What characteristic unites Russian businessmen in suits sporting expensive backpacks, active babushki, children in Victory Day parades, and hip baristas in the favorite bookstore of the St. Petersburg youth? Scooters.
Scooters have become a cross-generational, serious means of transport for urban Russians in the past few years. In 2011 the Moscow-based group “Let’s Kick!” was founded to form a community of scooter riders; their VKontakte group currently has nearly 6,000 members. Scooters really started to become common in Moscow around 2015, mostly among professionals in their 20’s, and continues to spread from there, both geographically and among the population.
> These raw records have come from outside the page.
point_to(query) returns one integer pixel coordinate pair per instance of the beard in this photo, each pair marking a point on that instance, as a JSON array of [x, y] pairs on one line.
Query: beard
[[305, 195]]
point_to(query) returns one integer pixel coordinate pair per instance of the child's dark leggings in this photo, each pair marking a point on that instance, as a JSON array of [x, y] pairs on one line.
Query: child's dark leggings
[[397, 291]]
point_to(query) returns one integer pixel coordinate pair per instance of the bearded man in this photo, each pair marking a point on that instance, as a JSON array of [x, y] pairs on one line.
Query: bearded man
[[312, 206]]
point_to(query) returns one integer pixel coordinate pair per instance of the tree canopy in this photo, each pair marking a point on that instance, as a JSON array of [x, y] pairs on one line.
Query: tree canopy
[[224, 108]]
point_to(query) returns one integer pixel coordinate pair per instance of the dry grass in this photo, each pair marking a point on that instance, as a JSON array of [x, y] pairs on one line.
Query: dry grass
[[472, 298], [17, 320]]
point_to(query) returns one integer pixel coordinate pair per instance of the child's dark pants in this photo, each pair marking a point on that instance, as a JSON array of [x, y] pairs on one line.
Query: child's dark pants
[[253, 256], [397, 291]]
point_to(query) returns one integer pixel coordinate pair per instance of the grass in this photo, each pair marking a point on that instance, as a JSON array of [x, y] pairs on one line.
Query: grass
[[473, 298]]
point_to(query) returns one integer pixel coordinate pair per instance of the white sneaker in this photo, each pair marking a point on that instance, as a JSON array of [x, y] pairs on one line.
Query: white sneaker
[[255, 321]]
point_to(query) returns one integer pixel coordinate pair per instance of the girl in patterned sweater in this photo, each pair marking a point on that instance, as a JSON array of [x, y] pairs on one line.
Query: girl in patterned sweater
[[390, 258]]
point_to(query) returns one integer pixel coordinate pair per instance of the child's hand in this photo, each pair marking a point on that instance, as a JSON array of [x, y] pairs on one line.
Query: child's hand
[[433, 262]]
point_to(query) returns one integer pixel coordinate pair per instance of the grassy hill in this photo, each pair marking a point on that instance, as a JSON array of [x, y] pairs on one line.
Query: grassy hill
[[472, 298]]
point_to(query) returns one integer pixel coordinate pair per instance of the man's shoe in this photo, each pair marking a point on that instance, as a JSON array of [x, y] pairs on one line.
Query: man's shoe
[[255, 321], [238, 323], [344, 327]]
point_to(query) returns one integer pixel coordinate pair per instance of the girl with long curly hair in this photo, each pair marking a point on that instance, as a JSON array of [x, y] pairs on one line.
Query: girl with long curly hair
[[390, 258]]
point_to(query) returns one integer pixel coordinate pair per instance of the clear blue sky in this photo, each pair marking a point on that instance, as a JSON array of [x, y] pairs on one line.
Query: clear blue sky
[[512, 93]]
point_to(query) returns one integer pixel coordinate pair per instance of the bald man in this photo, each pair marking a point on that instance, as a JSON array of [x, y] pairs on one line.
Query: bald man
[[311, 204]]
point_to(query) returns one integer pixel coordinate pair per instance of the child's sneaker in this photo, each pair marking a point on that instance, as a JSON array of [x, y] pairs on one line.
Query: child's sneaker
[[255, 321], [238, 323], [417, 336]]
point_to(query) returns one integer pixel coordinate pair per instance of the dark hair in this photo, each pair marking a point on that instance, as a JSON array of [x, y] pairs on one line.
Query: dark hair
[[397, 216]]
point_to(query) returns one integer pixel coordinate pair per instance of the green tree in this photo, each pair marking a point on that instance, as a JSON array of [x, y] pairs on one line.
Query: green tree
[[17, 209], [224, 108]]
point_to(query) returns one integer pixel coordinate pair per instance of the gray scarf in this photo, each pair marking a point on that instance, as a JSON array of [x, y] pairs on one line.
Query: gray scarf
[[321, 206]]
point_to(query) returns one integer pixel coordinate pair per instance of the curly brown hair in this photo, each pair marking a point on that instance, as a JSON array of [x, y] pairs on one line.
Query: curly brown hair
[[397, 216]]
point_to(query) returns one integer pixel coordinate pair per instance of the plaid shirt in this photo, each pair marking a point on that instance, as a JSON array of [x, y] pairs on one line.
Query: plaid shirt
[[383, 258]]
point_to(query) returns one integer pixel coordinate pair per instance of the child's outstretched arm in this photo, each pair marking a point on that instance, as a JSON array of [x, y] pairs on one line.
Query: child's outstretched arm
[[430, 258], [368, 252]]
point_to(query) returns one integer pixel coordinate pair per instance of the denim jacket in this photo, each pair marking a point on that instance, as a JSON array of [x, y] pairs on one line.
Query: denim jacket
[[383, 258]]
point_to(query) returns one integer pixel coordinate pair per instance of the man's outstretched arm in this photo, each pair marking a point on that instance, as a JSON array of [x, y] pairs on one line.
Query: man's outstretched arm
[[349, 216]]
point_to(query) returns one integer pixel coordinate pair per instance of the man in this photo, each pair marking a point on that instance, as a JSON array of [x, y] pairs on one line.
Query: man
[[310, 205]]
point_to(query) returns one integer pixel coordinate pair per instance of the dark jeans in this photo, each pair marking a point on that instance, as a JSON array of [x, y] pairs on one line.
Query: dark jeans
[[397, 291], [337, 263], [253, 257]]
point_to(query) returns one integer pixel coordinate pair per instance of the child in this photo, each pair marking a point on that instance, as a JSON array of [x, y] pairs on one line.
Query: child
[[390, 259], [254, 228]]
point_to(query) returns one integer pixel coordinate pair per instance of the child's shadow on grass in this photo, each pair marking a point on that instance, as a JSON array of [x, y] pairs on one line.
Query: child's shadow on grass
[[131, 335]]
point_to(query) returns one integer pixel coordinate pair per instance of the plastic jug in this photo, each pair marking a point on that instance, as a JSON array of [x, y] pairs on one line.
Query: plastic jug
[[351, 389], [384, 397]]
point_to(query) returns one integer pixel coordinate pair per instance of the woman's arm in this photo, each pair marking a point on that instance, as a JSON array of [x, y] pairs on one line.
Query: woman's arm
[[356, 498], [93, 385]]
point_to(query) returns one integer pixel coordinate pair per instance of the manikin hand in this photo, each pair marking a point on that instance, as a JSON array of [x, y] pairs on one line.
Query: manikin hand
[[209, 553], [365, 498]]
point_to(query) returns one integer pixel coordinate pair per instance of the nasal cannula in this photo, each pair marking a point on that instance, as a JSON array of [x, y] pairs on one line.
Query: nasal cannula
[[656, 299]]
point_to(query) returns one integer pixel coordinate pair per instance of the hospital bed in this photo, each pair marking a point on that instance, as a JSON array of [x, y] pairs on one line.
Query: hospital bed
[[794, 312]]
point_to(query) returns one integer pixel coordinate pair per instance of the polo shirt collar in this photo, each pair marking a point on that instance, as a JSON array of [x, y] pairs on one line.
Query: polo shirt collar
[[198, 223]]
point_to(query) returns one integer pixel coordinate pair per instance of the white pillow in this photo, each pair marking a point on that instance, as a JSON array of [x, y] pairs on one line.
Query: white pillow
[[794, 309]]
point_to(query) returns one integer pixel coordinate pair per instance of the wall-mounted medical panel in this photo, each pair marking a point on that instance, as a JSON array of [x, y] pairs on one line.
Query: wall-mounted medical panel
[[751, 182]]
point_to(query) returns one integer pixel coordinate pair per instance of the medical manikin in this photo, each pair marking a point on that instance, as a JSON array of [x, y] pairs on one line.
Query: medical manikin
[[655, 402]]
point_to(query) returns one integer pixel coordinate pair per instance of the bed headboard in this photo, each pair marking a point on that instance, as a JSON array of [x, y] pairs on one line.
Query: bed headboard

The latest development is kicksharing, or scooter rental, usually through an app. Moscow Mayor Sergei Sobyanin declared the inaugural 2018 season successful, with a total of 140,000 rides. Many providers are expanding services this year. For example, Samocat Sharing has 15 stations in Moscow, but will kick that up to 100 this year. Kicksharing can now even be found outside major cities, in places like Omsk and Sochi.
Although the trend is likely due to worldwide popularity – 2018 was named “the year of the scooter” – scooters have a respectable history in Russia. In the Soviet period, they were a popular toy for children. Before factory-made ones became widely available, as several bloggers remember, practically all children had do-it-yourself versions made of planks of wood and rings of metal.
In 1973 a Soviet engineer published an article proposing an adult model that would quickly and effortlessly transport heavy loads, but it was never mass produced. That engineer was 40 years ahead of his time. Nowadays, children still enjoy playing on scooters, but adults also find them very practical. For example, Adel Mavzyutova, a 20-year-old student in St. Petersburg, said she especially likes riding her scooter to the grocery store, so that she can hang the food bags on the handles.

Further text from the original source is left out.